Conocí a una mujer que veía desde su ventana cómo despegaban los aviones. Y los veía aterrizar, también. Observaba las maniobras detrás del cristal, una atalaya sobre el ciclo aéreo de despegues y aterrizajes, un nido sobre los mapas aéreos. De día, estelas blancas. De noche, luces intermitentes. Se mordía el labio y me preguntaba quien era yo. Aparte de eso, mareas y tormentas, tempestades de rizos negros en las almohadas, y planes de vuelo trazados con arañazos. Nos conocimos haciendo escalas entre librerías y escalones, entre frases digitales y caricias analógicas. Ella no sabía pedir, sólo dar, pero maniobraba hábilmente entre las palabras y los pañuelos al cuello. Escribía cuentos de mujeres de perfecta imperfección, de príncipes azules enfundados en Armani, de talones destrozados por zapatos de tacón, siempre que fueran de Blahnik o de Cenicienta, y acabaran subiendo a un Cadillac que derrapaba arrastrando una ristra de latas.

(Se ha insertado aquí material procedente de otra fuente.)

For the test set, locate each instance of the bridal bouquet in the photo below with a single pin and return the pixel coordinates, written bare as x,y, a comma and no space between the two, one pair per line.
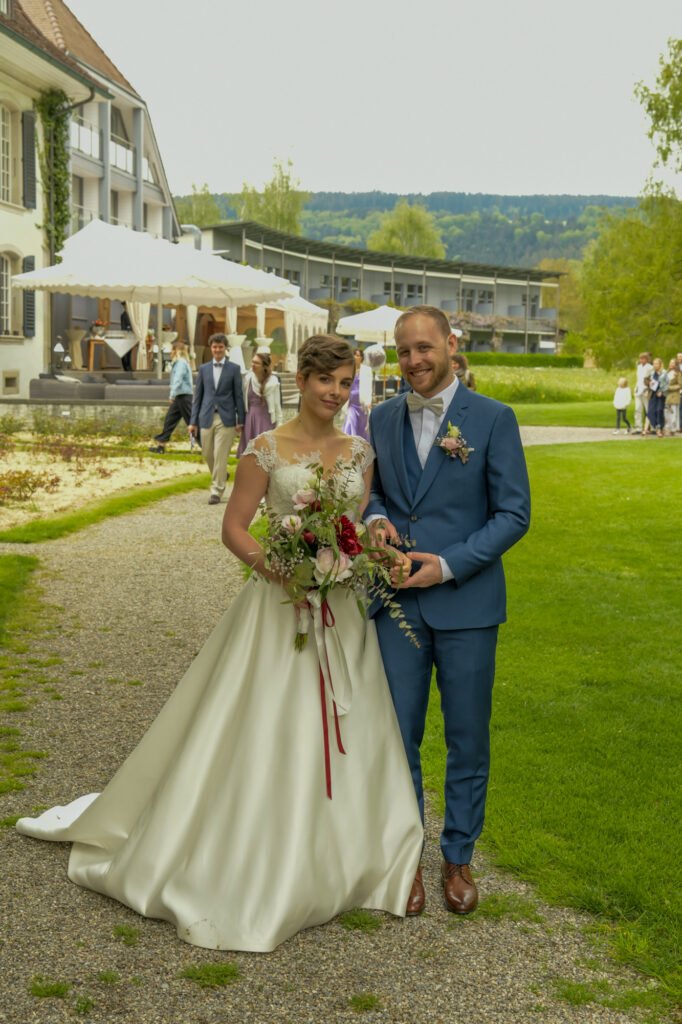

Pero de tanto ver aterrizar aviones -y de verlos despegar-, decidió que no quería ser nunca más una escala, si no un destino. Y deseó que aterrizaran todos los aviones y que nunca despegara ninguno más. Y como yo andaba en el aire, vuelo circular con el depósito de combustible vacío y con el tren de aterrizaje averiado, se fue, no podía ser de otra manera, dando un portazo como cualquier rubia despechada de las películas de los cincuenta. La última vez que la vi le brillaban los ojos como nunca.
Un día, cociné para ella y comí solo.